I went on the Kobalt tools web site and couldn't find anything on who to contact or what to do to get it fixed under warranty.

Has anyone needed warranty work done on a Kobalt brand tool? What do you do to get a repair going?

Thanks.


----------



## davidmicraig (Nov 21, 2009)

I believe Kobalt is the signature brand under Lowes. Might want to try contacting your local store.


----------



## scrubpine (Sep 2, 2011)

Kobalt customer service 1-800-445-6937 . Good luck.


----------



## Purrmaster (Sep 1, 2012)

Thank you. I hope I don't have to ship the thing somewhere. Being rather heavy and large it would be hideously expensive.


----------



## toolie (Mar 16, 2011)

if the same model is still sold today, and it has a 3 year guaranty, a new one could be purchased and the damaged one returned with the new receipt. let them worry about the defective product.


----------



## tbandikoot (Sep 7, 2011)

I agree with Scrubpine; call Lowes/Kobalt customer support @ 1-800-445-6937 . Alternatively, take the broken item to your local Lowes store. Talk to the Service manager or Store manager if needed. In many cases Lowes maintains a very generous, no questions ask, replacement program.


----------



## BentheViking (May 19, 2011)

i considered getting that saw…hope it works out well for you


----------



## Purrmaster (Sep 1, 2012)

It's been a good saw, I'd recommend it over all. I was cutting some beech and the blade stuck in it, I think. I still don't entirely understand what happened.
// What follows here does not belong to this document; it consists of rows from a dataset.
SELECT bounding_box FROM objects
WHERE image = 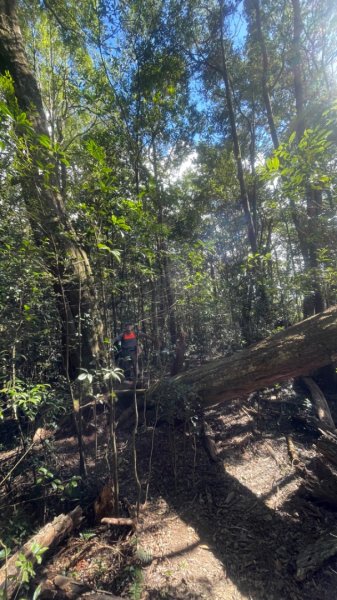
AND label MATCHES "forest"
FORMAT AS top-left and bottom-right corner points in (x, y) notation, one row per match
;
(0, 0), (337, 600)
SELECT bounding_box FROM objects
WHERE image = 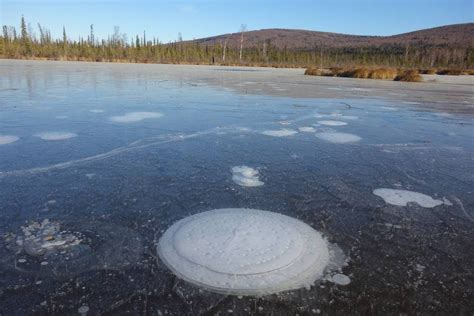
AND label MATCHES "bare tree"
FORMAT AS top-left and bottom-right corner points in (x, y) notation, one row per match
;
(222, 35), (230, 62)
(239, 24), (247, 62)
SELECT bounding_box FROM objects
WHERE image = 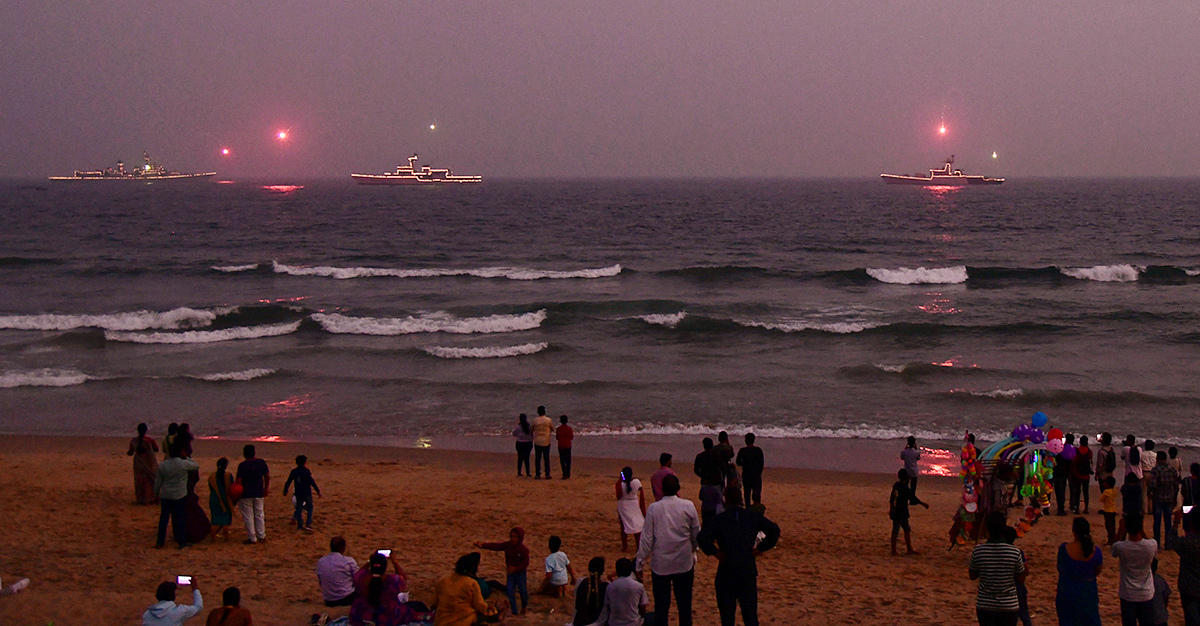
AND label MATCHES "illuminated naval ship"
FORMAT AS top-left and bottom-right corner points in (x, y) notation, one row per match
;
(350, 155), (484, 185)
(880, 155), (1004, 187)
(50, 152), (217, 182)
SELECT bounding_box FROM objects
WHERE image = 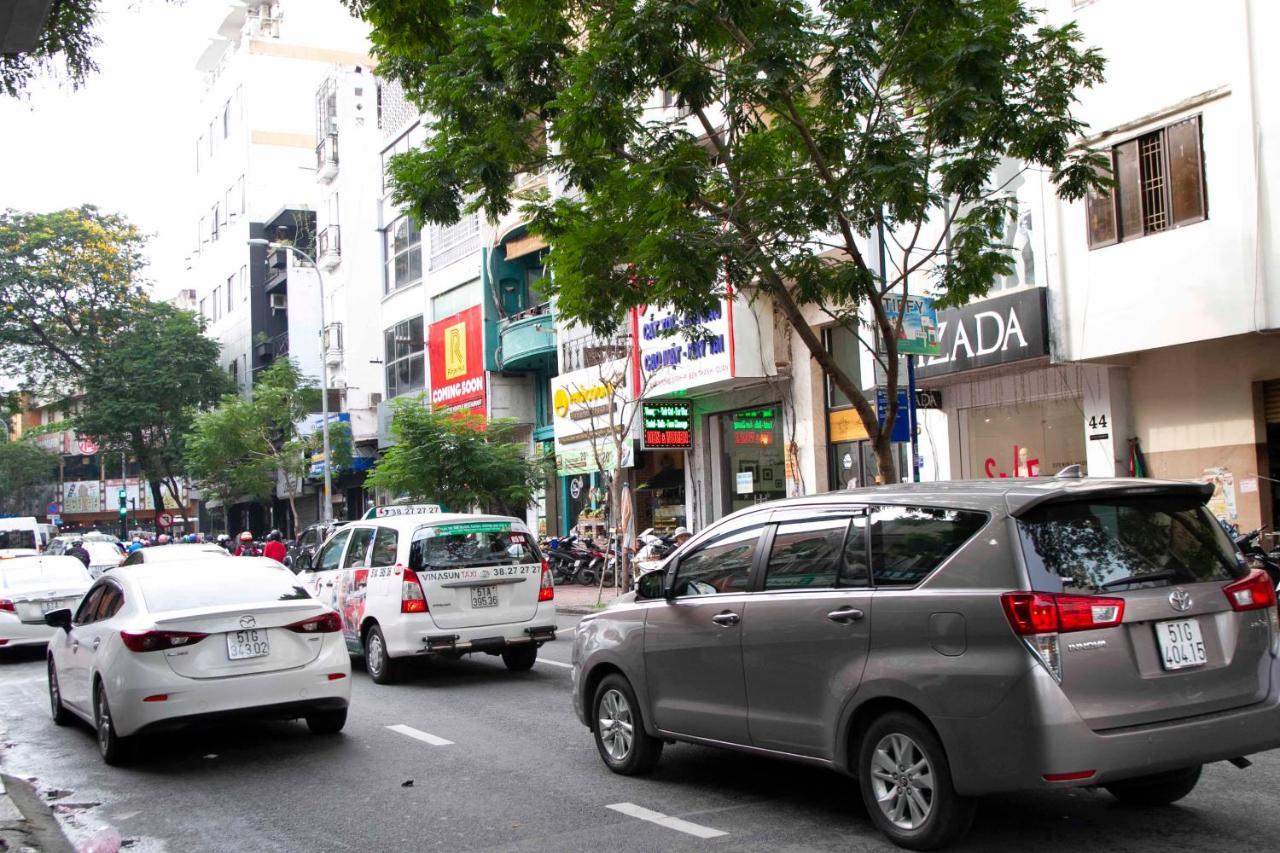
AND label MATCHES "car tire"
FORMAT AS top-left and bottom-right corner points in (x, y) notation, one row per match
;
(93, 681), (133, 767)
(591, 672), (663, 776)
(858, 711), (975, 850)
(1103, 765), (1201, 808)
(502, 643), (538, 672)
(49, 656), (73, 726)
(365, 625), (401, 684)
(306, 708), (347, 734)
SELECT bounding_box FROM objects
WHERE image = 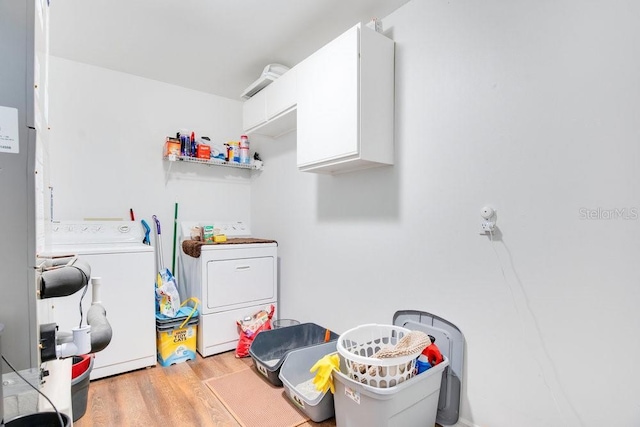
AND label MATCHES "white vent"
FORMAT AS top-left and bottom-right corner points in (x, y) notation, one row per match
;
(240, 64), (289, 99)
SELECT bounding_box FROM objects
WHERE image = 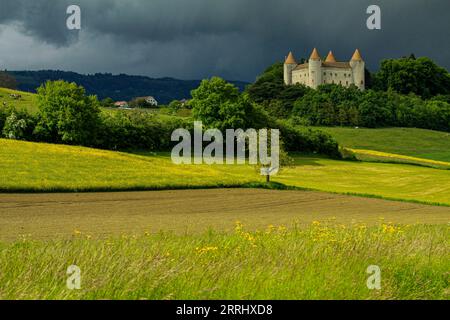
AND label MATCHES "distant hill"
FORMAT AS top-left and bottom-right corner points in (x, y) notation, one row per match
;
(8, 70), (248, 104)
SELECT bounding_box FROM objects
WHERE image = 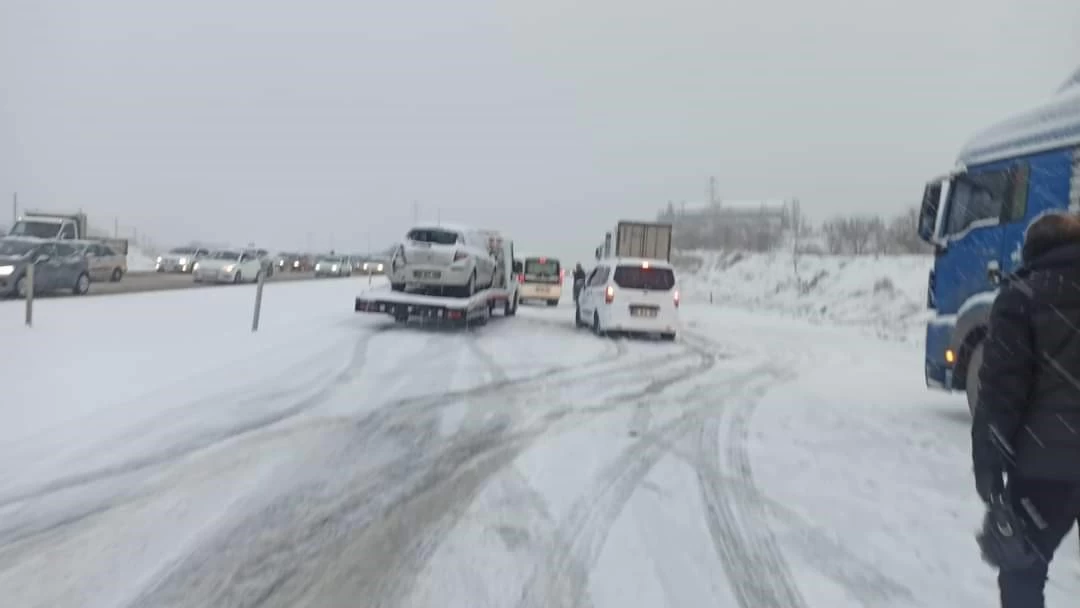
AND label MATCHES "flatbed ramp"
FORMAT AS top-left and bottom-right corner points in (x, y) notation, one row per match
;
(354, 289), (516, 326)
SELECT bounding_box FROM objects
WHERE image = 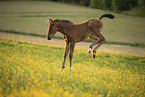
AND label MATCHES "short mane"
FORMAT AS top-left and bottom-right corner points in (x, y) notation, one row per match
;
(54, 19), (73, 24)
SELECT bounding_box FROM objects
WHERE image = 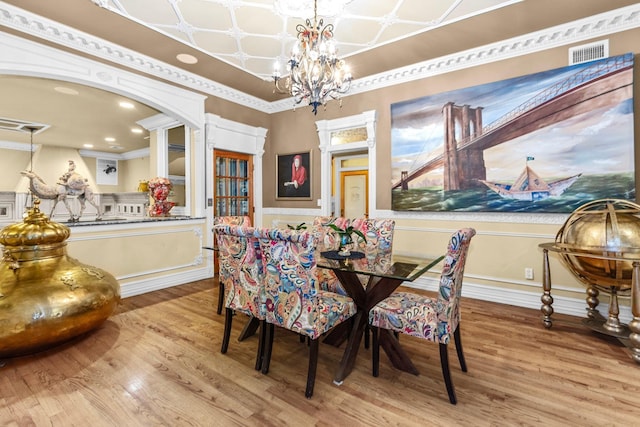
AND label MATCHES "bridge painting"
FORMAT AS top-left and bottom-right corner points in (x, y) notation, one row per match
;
(391, 54), (635, 212)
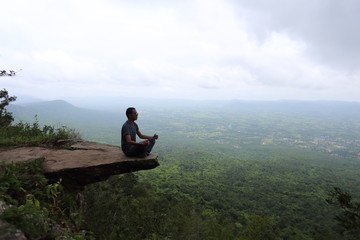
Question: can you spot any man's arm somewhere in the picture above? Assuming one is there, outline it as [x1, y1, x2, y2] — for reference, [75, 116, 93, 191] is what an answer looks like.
[125, 134, 149, 146]
[136, 131, 159, 139]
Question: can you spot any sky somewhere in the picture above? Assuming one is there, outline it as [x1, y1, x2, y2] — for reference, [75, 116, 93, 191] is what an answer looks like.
[0, 0, 360, 102]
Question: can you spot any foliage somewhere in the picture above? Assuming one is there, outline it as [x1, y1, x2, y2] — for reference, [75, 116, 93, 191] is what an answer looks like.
[0, 117, 79, 147]
[0, 88, 16, 129]
[327, 187, 360, 239]
[0, 158, 92, 239]
[0, 89, 79, 147]
[84, 174, 240, 239]
[4, 99, 360, 240]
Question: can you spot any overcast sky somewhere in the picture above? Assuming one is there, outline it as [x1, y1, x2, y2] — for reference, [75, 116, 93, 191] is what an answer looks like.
[0, 0, 360, 101]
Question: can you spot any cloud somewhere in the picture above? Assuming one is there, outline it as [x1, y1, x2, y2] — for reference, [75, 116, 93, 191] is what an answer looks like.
[0, 0, 360, 100]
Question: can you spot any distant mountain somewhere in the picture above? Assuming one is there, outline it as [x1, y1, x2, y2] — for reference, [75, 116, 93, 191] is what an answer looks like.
[8, 100, 120, 128]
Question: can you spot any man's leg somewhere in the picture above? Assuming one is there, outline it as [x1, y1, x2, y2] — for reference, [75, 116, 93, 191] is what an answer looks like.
[125, 145, 146, 157]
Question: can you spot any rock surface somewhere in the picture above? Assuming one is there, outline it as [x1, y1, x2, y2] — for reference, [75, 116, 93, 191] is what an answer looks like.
[0, 141, 159, 189]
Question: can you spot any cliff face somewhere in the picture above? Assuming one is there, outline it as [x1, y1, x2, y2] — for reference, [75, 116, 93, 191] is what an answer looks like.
[0, 141, 159, 189]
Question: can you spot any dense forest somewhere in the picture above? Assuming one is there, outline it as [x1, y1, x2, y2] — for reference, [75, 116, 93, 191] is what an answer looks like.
[0, 93, 360, 240]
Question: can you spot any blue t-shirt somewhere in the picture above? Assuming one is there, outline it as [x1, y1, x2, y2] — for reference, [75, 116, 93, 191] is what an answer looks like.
[121, 121, 139, 150]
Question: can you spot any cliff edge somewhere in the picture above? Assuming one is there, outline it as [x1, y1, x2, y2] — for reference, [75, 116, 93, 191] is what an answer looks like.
[0, 141, 159, 189]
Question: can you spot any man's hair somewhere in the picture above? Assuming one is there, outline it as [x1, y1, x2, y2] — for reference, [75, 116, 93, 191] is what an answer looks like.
[126, 107, 135, 118]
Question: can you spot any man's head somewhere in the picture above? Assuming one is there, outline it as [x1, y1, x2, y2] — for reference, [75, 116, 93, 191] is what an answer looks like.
[126, 107, 138, 121]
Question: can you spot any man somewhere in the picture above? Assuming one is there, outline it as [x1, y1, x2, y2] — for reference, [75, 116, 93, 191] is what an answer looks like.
[121, 107, 159, 157]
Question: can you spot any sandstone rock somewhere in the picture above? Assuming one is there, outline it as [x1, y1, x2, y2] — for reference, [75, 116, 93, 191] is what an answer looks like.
[0, 141, 159, 189]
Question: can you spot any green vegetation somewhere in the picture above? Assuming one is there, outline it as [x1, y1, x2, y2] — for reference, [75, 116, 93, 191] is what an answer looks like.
[0, 89, 78, 149]
[0, 158, 93, 239]
[2, 94, 360, 240]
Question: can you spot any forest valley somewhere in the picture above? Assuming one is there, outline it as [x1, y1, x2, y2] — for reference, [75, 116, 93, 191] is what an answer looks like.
[0, 90, 360, 240]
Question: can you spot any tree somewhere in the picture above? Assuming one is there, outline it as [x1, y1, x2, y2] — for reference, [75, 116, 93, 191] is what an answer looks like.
[0, 88, 16, 128]
[326, 187, 360, 239]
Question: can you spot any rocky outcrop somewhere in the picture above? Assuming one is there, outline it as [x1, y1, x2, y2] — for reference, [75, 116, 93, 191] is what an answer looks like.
[0, 141, 159, 189]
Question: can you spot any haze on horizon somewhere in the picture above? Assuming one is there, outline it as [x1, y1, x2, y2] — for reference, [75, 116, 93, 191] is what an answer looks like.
[0, 0, 360, 102]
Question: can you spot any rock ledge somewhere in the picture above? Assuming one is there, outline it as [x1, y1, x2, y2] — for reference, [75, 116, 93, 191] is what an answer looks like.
[0, 141, 159, 189]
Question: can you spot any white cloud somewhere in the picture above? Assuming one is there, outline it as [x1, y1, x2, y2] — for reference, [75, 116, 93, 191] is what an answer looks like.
[0, 0, 360, 101]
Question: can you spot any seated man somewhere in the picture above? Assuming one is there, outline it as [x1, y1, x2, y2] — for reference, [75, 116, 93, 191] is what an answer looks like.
[121, 107, 158, 157]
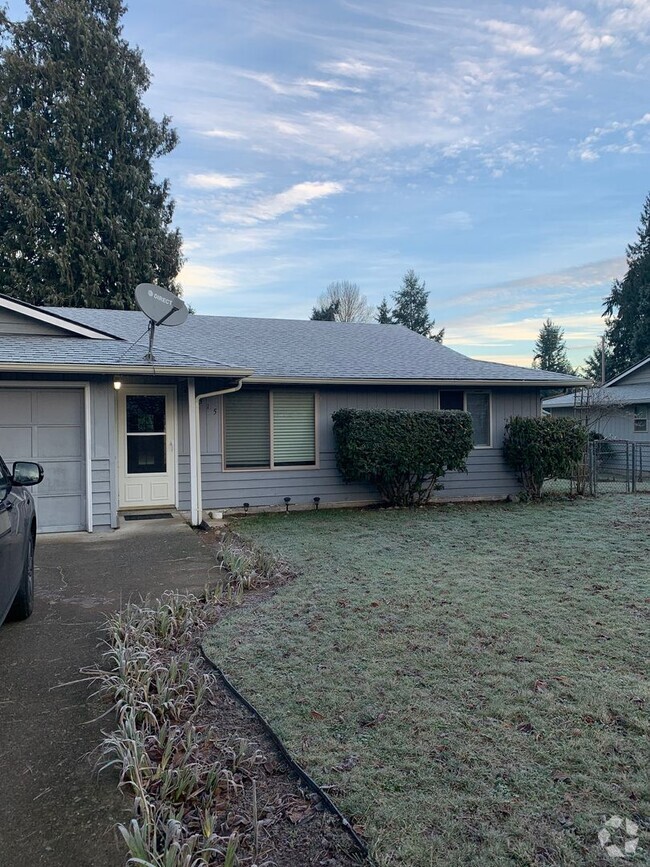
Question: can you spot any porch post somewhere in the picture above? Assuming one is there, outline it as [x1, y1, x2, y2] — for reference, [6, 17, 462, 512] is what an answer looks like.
[187, 376, 201, 527]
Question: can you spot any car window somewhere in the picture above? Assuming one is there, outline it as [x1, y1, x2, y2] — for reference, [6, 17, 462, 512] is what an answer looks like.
[0, 458, 9, 503]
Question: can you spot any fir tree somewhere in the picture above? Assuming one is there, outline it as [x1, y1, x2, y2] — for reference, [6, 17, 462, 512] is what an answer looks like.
[375, 298, 393, 325]
[392, 268, 445, 343]
[605, 195, 650, 376]
[533, 319, 574, 373]
[0, 0, 182, 309]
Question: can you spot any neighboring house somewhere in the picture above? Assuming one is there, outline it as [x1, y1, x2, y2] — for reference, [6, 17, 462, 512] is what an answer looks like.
[0, 296, 584, 531]
[542, 357, 650, 443]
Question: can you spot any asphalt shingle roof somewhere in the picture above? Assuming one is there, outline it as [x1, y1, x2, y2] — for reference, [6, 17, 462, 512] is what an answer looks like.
[0, 335, 247, 375]
[41, 307, 584, 387]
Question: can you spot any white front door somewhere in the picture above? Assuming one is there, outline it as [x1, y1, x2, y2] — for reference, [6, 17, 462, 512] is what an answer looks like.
[118, 386, 176, 509]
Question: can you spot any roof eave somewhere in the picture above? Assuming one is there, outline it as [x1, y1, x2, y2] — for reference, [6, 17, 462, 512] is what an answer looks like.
[0, 294, 116, 340]
[0, 361, 253, 379]
[244, 374, 586, 388]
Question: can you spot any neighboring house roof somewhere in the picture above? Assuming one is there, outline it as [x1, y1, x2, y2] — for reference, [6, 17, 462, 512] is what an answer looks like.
[542, 356, 650, 409]
[0, 292, 111, 340]
[542, 383, 650, 409]
[36, 307, 585, 388]
[604, 355, 650, 388]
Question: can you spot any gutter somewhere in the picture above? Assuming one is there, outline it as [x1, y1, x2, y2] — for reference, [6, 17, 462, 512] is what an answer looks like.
[187, 377, 244, 527]
[247, 376, 589, 388]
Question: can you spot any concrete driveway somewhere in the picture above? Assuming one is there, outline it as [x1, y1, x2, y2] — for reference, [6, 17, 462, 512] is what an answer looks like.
[0, 519, 215, 867]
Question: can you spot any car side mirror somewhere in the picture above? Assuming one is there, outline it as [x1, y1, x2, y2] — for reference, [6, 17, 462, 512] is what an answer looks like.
[11, 461, 44, 488]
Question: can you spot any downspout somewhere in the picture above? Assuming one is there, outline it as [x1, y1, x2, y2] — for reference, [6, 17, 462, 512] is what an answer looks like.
[192, 377, 244, 527]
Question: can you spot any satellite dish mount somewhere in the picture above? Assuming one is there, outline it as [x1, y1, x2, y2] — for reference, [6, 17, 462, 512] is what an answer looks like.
[135, 283, 188, 362]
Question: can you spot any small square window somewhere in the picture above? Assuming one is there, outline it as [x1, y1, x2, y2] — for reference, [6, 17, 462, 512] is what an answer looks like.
[440, 391, 465, 409]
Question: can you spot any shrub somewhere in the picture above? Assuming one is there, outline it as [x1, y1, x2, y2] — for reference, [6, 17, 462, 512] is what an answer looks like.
[503, 416, 589, 500]
[332, 409, 472, 506]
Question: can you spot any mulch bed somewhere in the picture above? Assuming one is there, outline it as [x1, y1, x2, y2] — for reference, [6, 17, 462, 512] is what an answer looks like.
[196, 663, 365, 867]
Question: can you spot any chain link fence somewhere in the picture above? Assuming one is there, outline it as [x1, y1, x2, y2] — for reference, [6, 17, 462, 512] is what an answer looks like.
[544, 439, 650, 496]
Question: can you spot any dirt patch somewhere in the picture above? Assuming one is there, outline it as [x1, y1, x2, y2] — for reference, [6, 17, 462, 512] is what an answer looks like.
[196, 662, 364, 867]
[91, 535, 367, 867]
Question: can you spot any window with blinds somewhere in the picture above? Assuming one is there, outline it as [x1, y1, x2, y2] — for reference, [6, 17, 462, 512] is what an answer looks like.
[223, 391, 316, 469]
[465, 391, 490, 446]
[273, 391, 316, 467]
[223, 391, 271, 469]
[438, 389, 491, 446]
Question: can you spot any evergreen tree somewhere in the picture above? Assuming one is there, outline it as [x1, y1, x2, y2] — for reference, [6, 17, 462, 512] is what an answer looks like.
[309, 301, 340, 322]
[582, 343, 613, 385]
[533, 319, 574, 373]
[375, 298, 393, 325]
[0, 0, 182, 309]
[392, 268, 445, 343]
[605, 195, 650, 376]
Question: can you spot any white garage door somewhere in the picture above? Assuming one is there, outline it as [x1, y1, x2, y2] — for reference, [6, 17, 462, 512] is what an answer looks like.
[0, 386, 86, 532]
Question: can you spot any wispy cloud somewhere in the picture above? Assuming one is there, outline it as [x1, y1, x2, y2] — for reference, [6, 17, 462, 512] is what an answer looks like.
[222, 181, 344, 224]
[186, 172, 249, 190]
[435, 211, 474, 232]
[200, 128, 246, 141]
[571, 112, 650, 162]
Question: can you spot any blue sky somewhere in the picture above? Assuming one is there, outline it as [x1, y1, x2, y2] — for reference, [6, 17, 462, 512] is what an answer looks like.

If I could swap it out at Lowe's that would be ideal.

I'm pretty sure this is the result of most of the saw being made of aluminum. When I checked out miter saws it looked like they all had aluminum fences.


----------



## Handtooler (Jul 24, 2012)

Purrmaster, My daughter works at Lowe's and their policy is to accept and replace broken Kobalt tool items if you have the original receipt showing date of sale and store purchased from; no questions asked . If you don't have the receipt and purchased the tool by use of a credit card and provide that card to the returns counter they can look up date of purchase and amount paid. They'll give you a new item of the same model number or allow you to upgrade paying the difference in price. If you desire to sellect a lessor item they'll give you a store card for the amount of the original purchase.


----------



## Purrmaster (Sep 1, 2012)

Great information. Thank you. I do have the receipt.


----------



## MrRon (Jul 9, 2009)

Miter saws are made from aluminum. Imagine how heavy they would be if made of steel.


----------



## Purrmaster (Sep 1, 2012)

Good point. Though I wouldn't mind if the fences were made of steel. There's always titanium or carbon nano tubes.


----------



## BentheViking (May 19, 2011)

handtooler. Thanks for that info about the lowes return policy. i shop there a few times a week and that is just something good to know.


----------



## Knothead62 (Apr 17, 2010)

What Handtooler said- I had to do a return and they tracked it down on FRED (frustrating ridiculous electronic device).


----------



## spk527 (Mar 3, 2013)

Hey purrmaster, how did you make out with the broken kobalt saw fence. I have same saw and problem…my fence has 2 stress cracks in the casting at the center radius, now fence isn't straight. It's 2 days past Lowes return for exchange policy, so it's a warranty issue….which is 3 yrs.


----------



## lab7654 (Mar 31, 2012)

I've never returned any store-brand items under warranty, and I've only ever had to return one online-bought item. My experience with JET customer service was pleasant. They gave me a code to get paid postage on the machine in question, which was a 10 inch benchtop jointer/planer. Very smooth process, I sent it out on a monday and had a new one on my doorstep by friday afternoon. This isn't very relevant to your situation, but I thought I would ease your mind about having to pay for shipping on warranty returns.


----------



## AlaskaGuy (Jan 29, 2012)

I assume the reason for buy Kobalt is price. If you start adding steel parts the price is going up.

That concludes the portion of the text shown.